Luke mumbled something that she interpreted as sympathy before attending to his breakfast. He filled a mixing bowl with cereal, added the better part of a litre of milk and joined her at the table. With his head bent over the bowl and his hand in a steady spooning, he smoothed the edges of his hunger. A couple of minutes later he lowered his spoon and pulled out the other earplug – totally disconnected, Helen found herself thinking.

‘Stop beating up on yourself, Mom. You need to chill a bit. And you're far too hung up on ideals. Get rid of them or upgrade.' He replaced his earplugs and returned to his cereal.

As if it were so simple. And while the scientist and citizen in her wanted to argue with him, the mother would not; there was time enough for him to oscillate, to lose his footing on the uncertainties of life. She wanted him to be happy, she wanted him to be successful, she wanted to ease his passage into maturity, guard him from hurt, from disappointment, from suffering – all those experiences that would help prepare him to tackle life's uncertainties. And yes, she was aware of the contradictions, but she would do anything to protect him from unhappiness.

Fritz Haber had been a neglectful father to his three children and a failure as a husband. His first wife, the brilliant chemist
Clara Immerwahr, became a housewife when she married; she shot herself with her husband's service revolver in 1915 soon after she learned of his work with chlorine gas. And after a decade of marriage, Haber's second wife, Charlotte, chose to be divorced rather than ignored.

Haber's two loves had been science and Germany; Helen's were science and her son, with science the less complicated until recently. Luke at sixteen cared nothing for science, he preferred virtual friendships to real ones, there were a few essentials – computer, cell phone, iPod and a few other electronic excrescences – and most other things he could take or leave. She had tried to interest him in science, but he was easily bored – boredom, she decided, was the defining trait of his generation. In so many ways Luke was different from her, yet bound so close that the love and the anxieties pulled tight enough for pain.

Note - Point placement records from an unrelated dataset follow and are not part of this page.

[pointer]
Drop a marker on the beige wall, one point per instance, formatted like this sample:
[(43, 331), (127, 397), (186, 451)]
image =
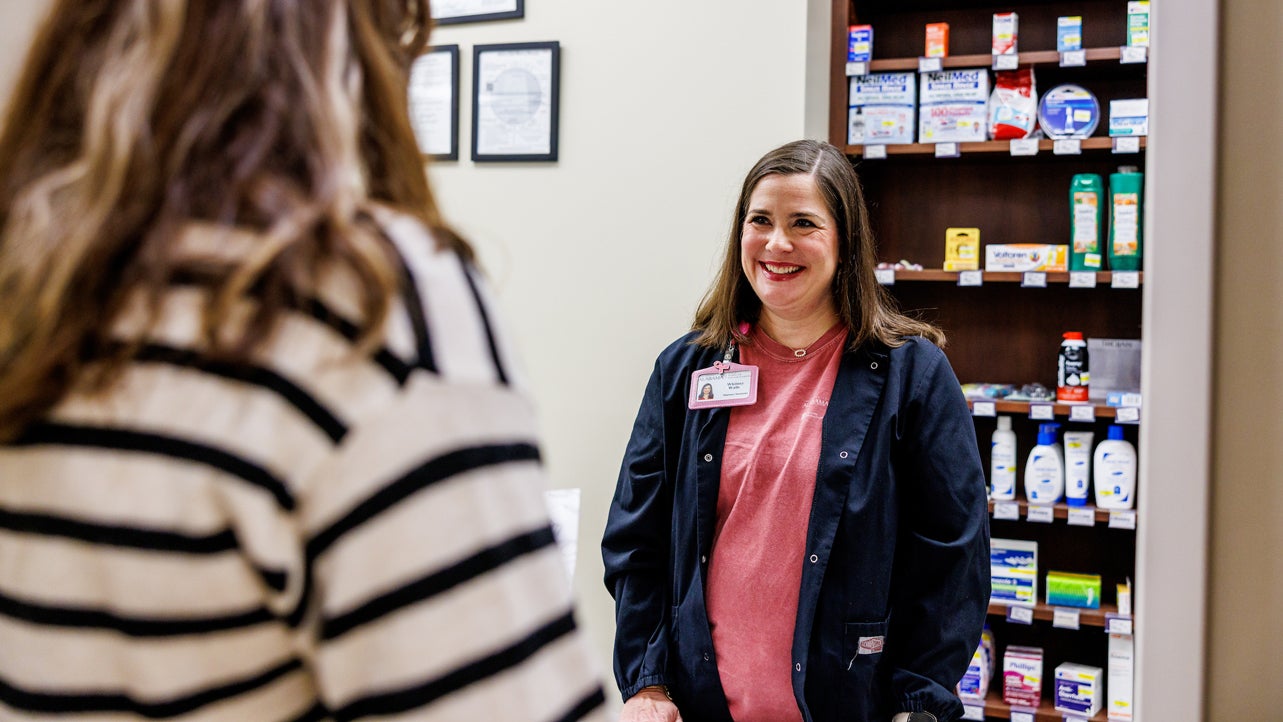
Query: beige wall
[(1246, 561)]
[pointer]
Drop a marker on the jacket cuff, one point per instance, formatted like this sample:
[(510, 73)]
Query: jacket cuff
[(648, 681)]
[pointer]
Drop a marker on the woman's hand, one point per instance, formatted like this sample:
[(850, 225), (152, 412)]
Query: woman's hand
[(651, 704)]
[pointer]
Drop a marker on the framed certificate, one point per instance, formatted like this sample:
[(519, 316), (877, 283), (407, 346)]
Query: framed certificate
[(434, 101), (515, 101), (449, 12)]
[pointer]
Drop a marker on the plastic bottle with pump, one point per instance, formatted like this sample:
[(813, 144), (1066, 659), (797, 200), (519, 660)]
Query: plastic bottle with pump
[(1086, 222), (1115, 471), (1045, 471), (1125, 218), (1002, 462)]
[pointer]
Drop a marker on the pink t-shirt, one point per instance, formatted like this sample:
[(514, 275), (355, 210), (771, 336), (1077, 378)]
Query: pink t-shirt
[(764, 507)]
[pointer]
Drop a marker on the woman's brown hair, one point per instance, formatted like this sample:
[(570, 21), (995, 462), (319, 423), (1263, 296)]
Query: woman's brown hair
[(135, 118), (862, 304)]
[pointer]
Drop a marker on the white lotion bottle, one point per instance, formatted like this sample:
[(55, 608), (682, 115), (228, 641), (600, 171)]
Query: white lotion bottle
[(1115, 472), (1045, 471), (1078, 467), (1002, 462)]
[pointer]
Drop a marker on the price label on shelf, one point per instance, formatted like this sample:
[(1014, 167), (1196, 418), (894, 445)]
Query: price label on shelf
[(1129, 54), (1127, 144), (1041, 514), (1065, 618), (1125, 280), (1068, 146), (1033, 280), (1006, 62), (1070, 59), (1123, 518), (1082, 413), (1082, 517), (1020, 614), (1006, 511), (929, 66), (1118, 625), (1024, 146), (1082, 278), (857, 69)]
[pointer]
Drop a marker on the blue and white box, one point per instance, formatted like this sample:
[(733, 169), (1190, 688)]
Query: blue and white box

She was in her late twenties when she discovered she was pregnant. At that stage she had not given any thought to motherhood, yet when it became a possibility she realised she wanted a child and the chance might never come again. The decision was clear, spontaneous and immune to argument. The Dutch geneticist, with a wife and children in Rotterdam, wanted nothing to do with a baby, indeed Roeland wanted there to be no baby. And if it had concerned only Helen, there would have been no identifiable father; but she believed her unborn child had a right to two parents. Roeland fought her throughout the pregnancy and for the first year of Luke's life. And then – reluctantly – he agreed that if in the future the boy wanted to contact him he would comply. He demanded discretion, he stipulated conditions, a document was drawn up and duly signed.